Stargardt disease (STGD1) is a form of inherited retinal dystrophy attributed to variants affecting function of the large ABCA4 gene and is arguably the most complex monogenic disease. Therapeutic trials in patients depend on identifying causal ABCA4 variants in trans, which is complicated by extreme allelic and clinical heterogeneity. We report the genetic architecture of STGD1 in the young genetically isolated population of Newfoundland, Canada. Population-based clinical recruitment over several decades yielded 29 STGD1 and STGD1-like families (15 multiplex, 14 singleton). Family interviews and public archival records reveal the vast majority of pedigree founders to be of English extraction. Full gene sequencing and haplotype analysis yielded a high solve rate (38/41 cases; 92.7%) for STGD1 and identified 16 causative STGD1 alleles, including a novel deletion (NM_000350.3: ABCA4 c.67-1delG). Several STGD1 alleles of European origin (including NM_000350.3: ABCA4 c.5714 + 5G>A and NM_000350.3: ABCA4 c.5461-10T>C) have drifted to a relatively high population frequency due to founder effect. We report on retinal disease progression in homozygous patients, providing valuable allele-specific insights. The least involved retinal disease is seen in patients homozygous for c.5714 + 5G>A variant, a so-called “mild” variant which is sufficient to precipitate a STGD1 phenotype in the absence of other pathogenic variants in the coding region and intron/exon boundaries of ABCA4. The most severe retinal disease is observed in cases with ABCA4 c.[5461-10T>C;5603A>T] complex allele. We discuss the advantages of determining genetic architecture in genetic isolates in order to begin to meet the grand challenge of human genetics.

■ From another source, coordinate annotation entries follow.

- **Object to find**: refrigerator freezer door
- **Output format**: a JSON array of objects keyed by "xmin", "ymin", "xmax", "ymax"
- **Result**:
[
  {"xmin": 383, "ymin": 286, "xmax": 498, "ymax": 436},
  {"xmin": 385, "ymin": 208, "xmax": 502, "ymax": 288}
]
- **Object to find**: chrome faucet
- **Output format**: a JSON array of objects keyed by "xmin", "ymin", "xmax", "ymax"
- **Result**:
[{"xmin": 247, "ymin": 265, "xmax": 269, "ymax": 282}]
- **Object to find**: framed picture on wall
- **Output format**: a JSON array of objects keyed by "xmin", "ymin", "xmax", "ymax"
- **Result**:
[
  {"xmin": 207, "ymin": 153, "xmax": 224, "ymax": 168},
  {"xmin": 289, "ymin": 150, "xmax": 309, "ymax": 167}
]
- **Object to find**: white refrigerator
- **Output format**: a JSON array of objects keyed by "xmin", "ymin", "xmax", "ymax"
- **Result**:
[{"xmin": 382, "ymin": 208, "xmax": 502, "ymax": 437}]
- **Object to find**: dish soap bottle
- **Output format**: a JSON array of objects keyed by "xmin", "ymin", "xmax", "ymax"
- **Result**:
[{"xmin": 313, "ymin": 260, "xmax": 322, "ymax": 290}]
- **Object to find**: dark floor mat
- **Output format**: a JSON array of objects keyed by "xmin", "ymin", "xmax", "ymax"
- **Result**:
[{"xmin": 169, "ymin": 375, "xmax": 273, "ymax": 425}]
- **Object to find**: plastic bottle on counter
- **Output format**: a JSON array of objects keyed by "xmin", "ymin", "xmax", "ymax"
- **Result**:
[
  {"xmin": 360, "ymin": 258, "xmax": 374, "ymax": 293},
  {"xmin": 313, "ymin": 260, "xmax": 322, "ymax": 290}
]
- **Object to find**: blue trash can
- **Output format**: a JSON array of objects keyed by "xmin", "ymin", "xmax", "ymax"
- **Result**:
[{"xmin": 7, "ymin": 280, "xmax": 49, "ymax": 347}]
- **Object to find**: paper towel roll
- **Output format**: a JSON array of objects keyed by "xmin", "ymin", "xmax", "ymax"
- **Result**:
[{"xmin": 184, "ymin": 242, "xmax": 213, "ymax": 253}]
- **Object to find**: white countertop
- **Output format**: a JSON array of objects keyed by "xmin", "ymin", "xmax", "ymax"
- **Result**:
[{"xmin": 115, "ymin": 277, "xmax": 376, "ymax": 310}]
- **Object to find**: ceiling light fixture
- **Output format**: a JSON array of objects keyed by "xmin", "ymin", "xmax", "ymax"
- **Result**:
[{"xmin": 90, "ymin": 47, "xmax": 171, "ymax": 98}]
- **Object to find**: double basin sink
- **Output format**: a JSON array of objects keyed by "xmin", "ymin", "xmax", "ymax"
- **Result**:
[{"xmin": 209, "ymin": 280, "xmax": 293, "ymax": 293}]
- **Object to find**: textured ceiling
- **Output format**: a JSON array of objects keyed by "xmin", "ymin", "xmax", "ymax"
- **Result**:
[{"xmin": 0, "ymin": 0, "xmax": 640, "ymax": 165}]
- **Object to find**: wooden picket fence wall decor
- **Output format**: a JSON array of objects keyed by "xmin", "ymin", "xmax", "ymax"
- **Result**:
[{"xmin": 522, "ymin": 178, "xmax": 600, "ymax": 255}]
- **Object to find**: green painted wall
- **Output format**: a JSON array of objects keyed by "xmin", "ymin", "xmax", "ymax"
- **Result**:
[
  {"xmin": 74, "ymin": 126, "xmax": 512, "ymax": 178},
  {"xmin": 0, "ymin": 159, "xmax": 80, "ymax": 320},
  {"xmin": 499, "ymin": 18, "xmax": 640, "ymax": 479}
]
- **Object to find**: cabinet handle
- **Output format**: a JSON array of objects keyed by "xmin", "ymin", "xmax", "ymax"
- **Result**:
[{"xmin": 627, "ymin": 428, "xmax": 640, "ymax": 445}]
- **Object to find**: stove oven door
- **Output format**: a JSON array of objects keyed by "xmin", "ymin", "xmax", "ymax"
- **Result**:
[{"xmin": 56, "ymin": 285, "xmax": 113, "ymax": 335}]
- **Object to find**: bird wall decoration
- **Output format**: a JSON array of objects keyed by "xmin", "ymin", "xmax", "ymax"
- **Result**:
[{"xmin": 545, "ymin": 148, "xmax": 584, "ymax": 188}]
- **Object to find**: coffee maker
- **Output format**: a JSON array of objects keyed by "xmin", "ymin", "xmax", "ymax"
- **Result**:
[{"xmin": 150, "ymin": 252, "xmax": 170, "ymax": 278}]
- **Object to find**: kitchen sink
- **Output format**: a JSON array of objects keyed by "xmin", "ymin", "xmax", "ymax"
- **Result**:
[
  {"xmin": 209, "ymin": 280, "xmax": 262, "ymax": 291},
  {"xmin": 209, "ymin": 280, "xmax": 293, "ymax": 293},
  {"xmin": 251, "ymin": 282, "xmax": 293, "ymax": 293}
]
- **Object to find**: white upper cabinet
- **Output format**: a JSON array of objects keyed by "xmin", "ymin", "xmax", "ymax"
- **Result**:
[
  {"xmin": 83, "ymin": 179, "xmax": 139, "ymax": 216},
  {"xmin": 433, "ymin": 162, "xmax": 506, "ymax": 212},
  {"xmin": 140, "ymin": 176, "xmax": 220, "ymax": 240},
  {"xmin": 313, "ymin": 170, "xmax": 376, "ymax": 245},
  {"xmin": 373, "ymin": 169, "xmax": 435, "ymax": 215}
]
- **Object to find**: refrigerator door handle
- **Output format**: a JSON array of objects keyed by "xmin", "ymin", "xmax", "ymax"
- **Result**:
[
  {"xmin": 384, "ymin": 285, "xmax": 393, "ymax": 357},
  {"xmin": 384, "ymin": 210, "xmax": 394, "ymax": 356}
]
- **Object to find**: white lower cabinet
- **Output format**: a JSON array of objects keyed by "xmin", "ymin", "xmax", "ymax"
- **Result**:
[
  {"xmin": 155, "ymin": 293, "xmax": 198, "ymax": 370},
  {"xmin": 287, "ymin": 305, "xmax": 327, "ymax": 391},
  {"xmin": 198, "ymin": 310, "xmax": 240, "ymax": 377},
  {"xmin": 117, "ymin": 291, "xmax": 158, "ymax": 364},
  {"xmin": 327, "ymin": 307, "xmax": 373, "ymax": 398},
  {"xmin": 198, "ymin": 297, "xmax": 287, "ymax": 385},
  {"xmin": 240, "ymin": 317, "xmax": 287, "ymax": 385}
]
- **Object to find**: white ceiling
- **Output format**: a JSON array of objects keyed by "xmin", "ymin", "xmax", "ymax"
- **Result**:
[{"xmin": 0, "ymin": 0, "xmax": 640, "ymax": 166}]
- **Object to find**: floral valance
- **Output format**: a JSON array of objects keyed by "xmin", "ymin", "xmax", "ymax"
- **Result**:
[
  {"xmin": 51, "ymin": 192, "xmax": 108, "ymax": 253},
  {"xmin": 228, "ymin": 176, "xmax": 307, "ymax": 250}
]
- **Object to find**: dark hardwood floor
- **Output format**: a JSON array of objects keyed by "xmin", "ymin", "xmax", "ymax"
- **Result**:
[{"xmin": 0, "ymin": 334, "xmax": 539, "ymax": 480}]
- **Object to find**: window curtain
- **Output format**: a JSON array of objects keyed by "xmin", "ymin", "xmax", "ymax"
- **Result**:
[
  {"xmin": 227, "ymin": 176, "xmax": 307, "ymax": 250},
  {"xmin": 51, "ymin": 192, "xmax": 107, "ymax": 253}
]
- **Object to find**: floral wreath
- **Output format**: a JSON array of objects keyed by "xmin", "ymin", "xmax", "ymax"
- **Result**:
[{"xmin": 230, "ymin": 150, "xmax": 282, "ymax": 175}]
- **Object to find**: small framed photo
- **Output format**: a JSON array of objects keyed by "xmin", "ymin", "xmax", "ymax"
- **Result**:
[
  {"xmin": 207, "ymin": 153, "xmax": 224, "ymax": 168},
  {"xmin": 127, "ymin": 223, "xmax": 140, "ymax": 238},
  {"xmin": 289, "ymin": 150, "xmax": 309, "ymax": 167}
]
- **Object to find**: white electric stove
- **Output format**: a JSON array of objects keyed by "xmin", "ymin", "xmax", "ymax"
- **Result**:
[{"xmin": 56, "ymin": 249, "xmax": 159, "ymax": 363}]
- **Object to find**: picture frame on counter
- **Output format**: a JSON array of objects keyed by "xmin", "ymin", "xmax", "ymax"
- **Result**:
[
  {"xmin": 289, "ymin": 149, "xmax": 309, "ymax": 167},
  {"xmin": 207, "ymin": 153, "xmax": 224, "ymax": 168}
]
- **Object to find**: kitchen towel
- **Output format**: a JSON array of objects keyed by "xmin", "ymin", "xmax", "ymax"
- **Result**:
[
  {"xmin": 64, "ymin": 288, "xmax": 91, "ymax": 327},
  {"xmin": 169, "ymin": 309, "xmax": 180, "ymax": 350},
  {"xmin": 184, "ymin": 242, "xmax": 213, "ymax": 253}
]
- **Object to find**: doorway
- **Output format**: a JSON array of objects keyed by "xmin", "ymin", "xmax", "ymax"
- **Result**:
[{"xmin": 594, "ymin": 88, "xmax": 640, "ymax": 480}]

Stargardt病（STGD1）是遗传性视网膜营养不良的一种形式，其归因于影响大型ABCA4基因功能的变异，并且可以说是最复杂的单基因疾病。对患者的治疗性试验取决于在反式中识别出因果性ABCA4变异，由于极端等位基因和临床异质性而变得复杂。我们报告了在加拿大纽芬兰的年轻遗传分离群体中STGD1的遗传结构。在过去的几十年中，基于人群的临床征募产生了29个STGD1和STGD1样家族（15个多重，14个单例）。家庭访谈和公开档案记录显示，大多数谱系创始人都是英语抽取者。全基因测序和单倍型分析产生一个高解决率（38/41病例; 92.7％）为STGD1和确定了16个致病等位基因STGD1，包括一种新颖的缺失（NM_000350.3：ABCA4 c.67-1delG）。欧洲血统的几个STGD1等位基因（包括NM_000350.3：ABCA4 c.5714 + 5G> A和NM_000350.3：ABCA4c.5461-10T> C）由于创始人效应而漂移到相对较高的人口频率。我们报告纯合患者的视网膜疾病进展，提供有价值的等位基因特异性见解。在c.5714 + 5G> A变异纯合的患者中观察到最少涉及的视网膜疾病，即所谓的“轻度”变异，在编码区和内含子/内含其他致病变异时，该变异足以沉淀STGD1表型ABCA4的外显子边界。最严重的视网膜疾病是与病例中观察到ABCA4 C [5461-10T> C。; 5603a导> T]。复杂的等位基因。我们讨论确定遗传分离物中的遗传结构的优势，以便开始应对人类遗传学的巨大挑战。